Sobre a comida dos outros países, o acordo era mudo, cego e paralítico: que
comessem a comida feita nas cozinhas brasileiras e portuguesas, para, depois, quem
sabe, poderem olhar orgulhosos para a expansão de uma comida que, não sendo só
deles, também podem chamar deles. Na regra dos milhões, os que são mais podem
mexer nos tachos de todos. As virtualidades desta mixórdia repelente à vista e
sensaborona na boca não são claras para ninguém, mas têm uma vantagem: como o
Brasil quer um lugar de cozinheiro nos refeitórios das Nações Unidas, sempre se pode
candidatar com um livro de receitas de “comida lusófona unificada”. Os outros países
do mundo, que sempre gostaram de provar os sabores de todos nós, hão-de admitir o
candidato para confeccionar a nova comida “fundida”, defendem os cozinheiros-
acordistas! Sem esquecer, claro, a outra vantagem, essa mais domesticamente
lusófona: acaba-se com as casas de pasto e os talhos que os portugueses mantêm
cordatamente nos outros países que comem português e substituem-se por botequins e
açougues brasileiros. Sim, dizem os cozinheiros do acordo, que isto não é só vosso e
"eles" são muitos milhões a mais...
Na mercearia do Sr. António (o pobre anda até a pensar mudar a tabuleta da loja para
Antônio, para não perder o trem da grande expansão do negócio que lhe
prometeram...) vende-se agora uma “chouguiça” desenxabida, talvez por causa dos
temperos tropicais, como manda a lei dos cozinheiros-acordistas! A cozinheira
Florência está a dar em doida: tem que cozer a chanfana em leite de coco e servi-la
com tucupi, a moamba tem que a fazer com óleo de oliva, os panados são agora
preparados com farinha de rosca, a cachupa deve parecer-se com o cozido à
portuguesa-moda-do-Recife e as sobremesas têm que levar sempre um toque de leite
moça.

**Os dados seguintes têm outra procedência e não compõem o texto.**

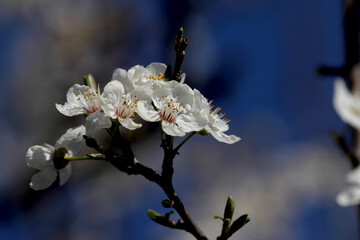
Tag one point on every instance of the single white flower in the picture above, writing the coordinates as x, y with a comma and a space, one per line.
42, 158
81, 99
347, 104
217, 124
122, 106
173, 102
351, 195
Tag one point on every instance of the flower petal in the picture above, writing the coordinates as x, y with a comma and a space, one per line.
346, 104
147, 112
123, 76
72, 140
39, 157
113, 90
43, 179
222, 137
156, 68
349, 197
129, 123
96, 121
65, 173
172, 129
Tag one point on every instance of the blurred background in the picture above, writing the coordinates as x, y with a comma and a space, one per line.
257, 59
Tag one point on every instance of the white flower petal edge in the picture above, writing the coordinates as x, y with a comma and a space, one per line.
41, 158
346, 104
216, 123
120, 105
72, 140
349, 197
80, 99
96, 121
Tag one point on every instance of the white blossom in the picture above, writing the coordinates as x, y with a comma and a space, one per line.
173, 102
347, 104
138, 76
41, 158
81, 99
351, 195
217, 124
117, 104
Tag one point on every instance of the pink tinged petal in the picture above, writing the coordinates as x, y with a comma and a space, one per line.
182, 92
69, 109
172, 129
72, 140
346, 104
43, 179
349, 197
109, 107
39, 157
142, 93
147, 112
159, 90
65, 173
129, 123
222, 137
156, 68
96, 121
113, 90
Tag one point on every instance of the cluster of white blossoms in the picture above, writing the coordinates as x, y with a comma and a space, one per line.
347, 105
143, 92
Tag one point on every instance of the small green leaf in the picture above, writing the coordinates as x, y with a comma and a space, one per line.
89, 81
239, 223
229, 208
167, 73
167, 203
179, 37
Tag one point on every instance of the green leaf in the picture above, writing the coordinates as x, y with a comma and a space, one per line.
229, 208
239, 223
167, 203
89, 81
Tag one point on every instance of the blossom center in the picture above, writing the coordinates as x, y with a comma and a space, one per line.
160, 76
90, 99
170, 109
216, 114
126, 106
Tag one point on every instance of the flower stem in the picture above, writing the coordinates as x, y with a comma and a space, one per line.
185, 140
67, 157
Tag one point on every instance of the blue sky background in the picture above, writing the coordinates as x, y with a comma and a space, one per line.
256, 59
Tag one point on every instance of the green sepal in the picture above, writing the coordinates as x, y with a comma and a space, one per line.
89, 81
229, 208
167, 203
239, 223
96, 156
226, 225
179, 38
167, 73
92, 143
59, 158
161, 219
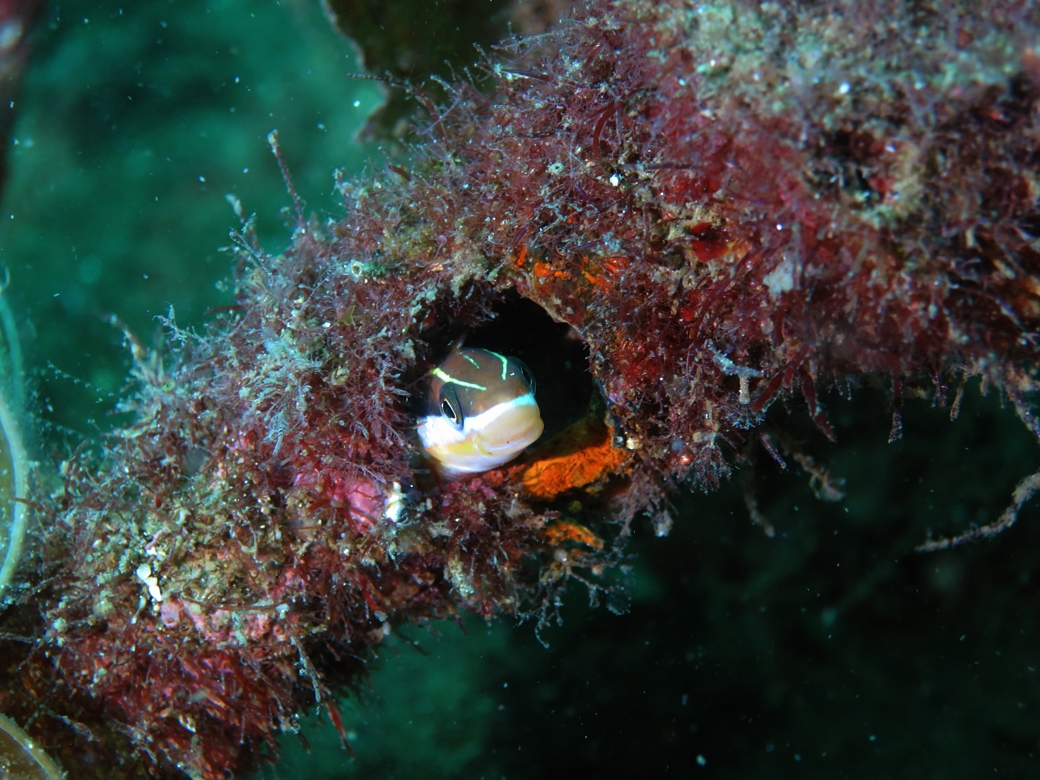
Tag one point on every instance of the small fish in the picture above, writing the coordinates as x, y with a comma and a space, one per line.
479, 412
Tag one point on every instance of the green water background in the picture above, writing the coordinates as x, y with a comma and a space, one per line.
829, 651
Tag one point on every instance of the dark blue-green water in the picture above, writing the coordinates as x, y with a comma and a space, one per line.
829, 651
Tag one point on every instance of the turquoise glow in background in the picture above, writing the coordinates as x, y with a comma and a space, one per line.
831, 650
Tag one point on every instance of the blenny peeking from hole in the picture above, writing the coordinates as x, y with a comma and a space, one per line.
478, 412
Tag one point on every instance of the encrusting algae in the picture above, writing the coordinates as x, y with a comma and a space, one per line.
729, 204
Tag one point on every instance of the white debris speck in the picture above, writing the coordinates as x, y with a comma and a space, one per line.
145, 575
395, 502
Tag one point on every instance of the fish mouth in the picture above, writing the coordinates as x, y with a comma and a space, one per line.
511, 432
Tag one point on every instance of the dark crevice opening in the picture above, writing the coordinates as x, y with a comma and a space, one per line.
554, 353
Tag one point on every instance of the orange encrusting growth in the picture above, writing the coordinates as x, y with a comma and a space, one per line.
563, 530
579, 456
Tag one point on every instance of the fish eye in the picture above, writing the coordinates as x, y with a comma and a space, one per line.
450, 409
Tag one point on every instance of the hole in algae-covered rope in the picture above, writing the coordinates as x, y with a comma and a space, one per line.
553, 352
21, 758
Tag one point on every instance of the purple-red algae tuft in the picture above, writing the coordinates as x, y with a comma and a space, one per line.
728, 203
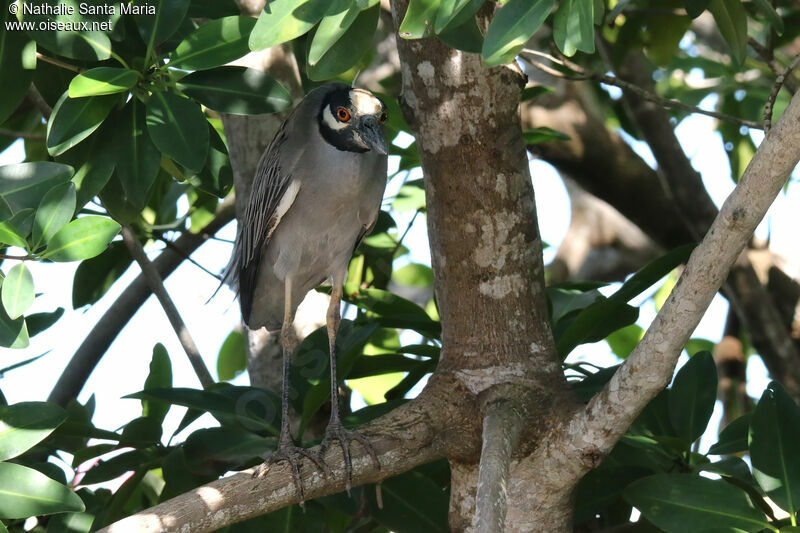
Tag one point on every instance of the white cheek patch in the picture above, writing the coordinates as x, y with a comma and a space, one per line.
365, 103
330, 120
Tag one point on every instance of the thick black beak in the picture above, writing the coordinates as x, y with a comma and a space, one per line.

O António e a Florência não perceberam ainda é como é que esta nova comida
travestida e de fusão lhes vai aumentar o negócio a nível internacional e andam
seriamente preocupados com os quase 100 000 comensais portugueses, outrora fiéis
da boa mesa portuguesa, brasileira, cabo-verdiana, angolana, moçambicana e
macaense, que já declararam que não irão pôr mais os pés no novo restaurante!
Comidas daquelas? Que as comam eles!